If coupling between an RFID reader and an RFID tag is inductive (such as at 13.56 MHz), any small change of resonant frequency of the RFID tag can be detected by the RFID reader. This is because the distance (e.g., 1 meter or so) compared with the wavelength is very small (i.e., a near field effect). Therefore, if RFID tag tries to send information to the RFID reader, it changes its own (tag) properties so that the RFID reader knows the tag being changed. Then the information is sent back to the RFID reader. In other words, the RFID tag transmits information to the RFID reader by modulating the RFID reader's RF field.
FIG. 3 shows an equivalent circuit of the RFID tag when its IC chip 6 is powered. The power absorbed by the RFID tag antenna effectively acts as a battery providing electrical power to the IC chip. The RF field strength, the orientation of RFID tag antenna in the RF field and the coupling efficiency between the RF field and the RFID tag antenna determines the capacity of the battery.
The emitted RF power of an RFID reader/programmer is typically less than 1 Watt.
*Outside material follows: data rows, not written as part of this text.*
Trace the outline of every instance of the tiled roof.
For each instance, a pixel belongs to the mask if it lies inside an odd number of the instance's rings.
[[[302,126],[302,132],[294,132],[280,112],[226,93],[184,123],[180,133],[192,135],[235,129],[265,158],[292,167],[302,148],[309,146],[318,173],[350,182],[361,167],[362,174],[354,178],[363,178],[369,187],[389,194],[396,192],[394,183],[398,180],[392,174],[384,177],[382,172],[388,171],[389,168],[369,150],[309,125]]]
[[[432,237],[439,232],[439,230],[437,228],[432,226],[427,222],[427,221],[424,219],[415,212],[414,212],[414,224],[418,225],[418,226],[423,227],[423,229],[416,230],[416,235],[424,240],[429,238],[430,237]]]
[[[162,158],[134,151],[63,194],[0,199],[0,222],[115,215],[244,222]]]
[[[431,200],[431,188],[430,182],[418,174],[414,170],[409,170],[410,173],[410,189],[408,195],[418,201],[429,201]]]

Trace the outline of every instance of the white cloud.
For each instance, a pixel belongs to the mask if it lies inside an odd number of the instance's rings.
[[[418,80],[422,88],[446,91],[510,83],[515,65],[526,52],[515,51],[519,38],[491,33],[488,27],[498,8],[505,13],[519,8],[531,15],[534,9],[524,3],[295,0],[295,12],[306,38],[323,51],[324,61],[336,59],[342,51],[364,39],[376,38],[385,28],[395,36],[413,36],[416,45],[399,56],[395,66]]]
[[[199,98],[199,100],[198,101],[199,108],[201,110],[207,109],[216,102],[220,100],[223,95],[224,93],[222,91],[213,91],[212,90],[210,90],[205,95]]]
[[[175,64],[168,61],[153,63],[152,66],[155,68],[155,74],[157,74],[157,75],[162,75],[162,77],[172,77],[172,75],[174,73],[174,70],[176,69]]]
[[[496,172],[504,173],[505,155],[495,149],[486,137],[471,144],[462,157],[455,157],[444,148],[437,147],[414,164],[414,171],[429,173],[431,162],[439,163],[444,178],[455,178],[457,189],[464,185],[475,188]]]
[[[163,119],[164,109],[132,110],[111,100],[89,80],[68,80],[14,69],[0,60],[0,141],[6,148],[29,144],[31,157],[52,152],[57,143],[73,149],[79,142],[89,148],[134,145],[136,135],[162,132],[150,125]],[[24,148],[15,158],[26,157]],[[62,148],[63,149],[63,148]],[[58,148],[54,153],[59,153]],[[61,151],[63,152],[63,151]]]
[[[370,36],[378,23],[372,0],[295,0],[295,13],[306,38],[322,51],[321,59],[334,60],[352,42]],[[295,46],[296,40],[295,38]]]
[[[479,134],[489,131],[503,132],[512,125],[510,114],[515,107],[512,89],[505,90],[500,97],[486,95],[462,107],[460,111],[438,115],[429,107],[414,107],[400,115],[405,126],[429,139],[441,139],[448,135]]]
The peak RF power of an MRI application (e.g., in the imaged volume) frequently exceeds tens of thousands of Watts. A high power RF field, such as that used in an MRI application, may therefore induce a very high voltage and/or current in the RFID tag antenna. This high voltage and/or current may damage or even destroy the IC chip of the RFID tag. A traditional RFID tag thus may not be used in high strength RF field environments such as MRI applications.